Unsere vier Branchenexperten (oben, von rechts): Handan Isik, Dipay; Stephan Bruckner, Liechtenstein Life. Unten von rechts: Jürgen Henzler, Alte Leipziger Lebensversicherung; Matthias Pendl, Standard Life. © rawpixel.com / Freepik
  • Von Oliver Lepold
  • 30.11.2021 um 15:40
artikel drucken artikel drucken
lesedauer Lesedauer: ca. 07:25 Min

Welche Chancen haben Nettopolicen, als transparente und oft günstigere Alternative zu Provisionstarifen aus ihrem Nischendasein hervorzutreten? Das besprach Pfefferminzia mit vier Branchenexperten.

Wie lassen sich Nettopolicen mit dem Wunsch von Vermittlern, ihre Einnahmeseite durch Servicegebühren breiter aufzustellen, sinnvoll in einem Geschäftsmodell verbinden?

Bruckner: Der Vermittler merkt, was sein Unternehmen werthaltig macht. Und das sind weniger Abschlussprovisionen, sondern eher laufende Einnahmen. Diese sind für eine Bewertung skalierbar. Man muss unterscheiden: Das Honorar bezieht sich auf Beratung und Vermittlung, aber alles was darüber hinausgeht, kann sich der Vermittler über ein Service-Entgelt vergüten lassen. Diese Serviceleistung muss klar definiert sein, etwa durch eigene AGBs. Da gibt es noch viele Unsicherheiten. Vermittler fragen etwa, wie mache ich das, darf ich überhaupt Rechnungen stellen, ist das Honorar umsatzsteuerbefreit? Daher passen professionelle Plattformen, die dem Vermittler dabei helfen, genau in die Zeit.

Henzler: Die wenigsten Vermittler stellen von heute auf morgen von brutto auf netto um. Das ist ein langer Weg, auf dem wir sie begleiten müssen. Meist beginnen sie damit, ihren Kunden neben einem Brutto- auch ein Nettoangebot zu unterbreiten und über die Vor- und Nachteile zu sprechen. Es ist zweifellos eine Hürde für Vermittler, mit Kunden direkt über ein Honorar zu sprechen. Daher haben wir seit Jahresbeginn NAV-Tarife lanciert, die eine Vergütung für den Vermittler abhängig vom Fondsvermögen auszahlen. Diese ist umsatzsteuerfrei und ein Zwischenschritt, um Vermittler von den Vorteilen eines Tarifs mit 100 Prozent Investitionsquote zu überzeugen. Dadurch werden sie sicherer in ihrer Argumentation und aufgeschlossener für den Weg in die Honorarberatung.

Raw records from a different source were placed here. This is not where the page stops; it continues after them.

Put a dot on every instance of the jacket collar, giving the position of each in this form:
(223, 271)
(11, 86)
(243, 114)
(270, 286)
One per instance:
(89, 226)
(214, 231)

Pendl: So wie der Kunde die Wahl haben sollte, sollte auch für den Makler die volle Flexibilität in der Vergütung zur Verfügung stehen. Wir sehen auch den Trend in Richtung mehr Folgecourtage, mehr laufende Vergütung, um den Wert des eigenen Unternehmens zu steigern. Wenn Makler dafür sensibilisiert werden, dann werden ihre Lösungen genau in diese Richtung gehen. Mit Mut und Konsequenz kann man beispielsweise auch alle Kunden etwa mit drei Servicekundenmodellen anschreiben, auch auf die Gefahr hin, dass man ein paar Kfz-Einzelkunden verliert. Mit diesen hat man aber wahrscheinlich auch schon vorher kein Geld verdient und das künftige Geschäftspotenzial wäre überschaubar gewesen.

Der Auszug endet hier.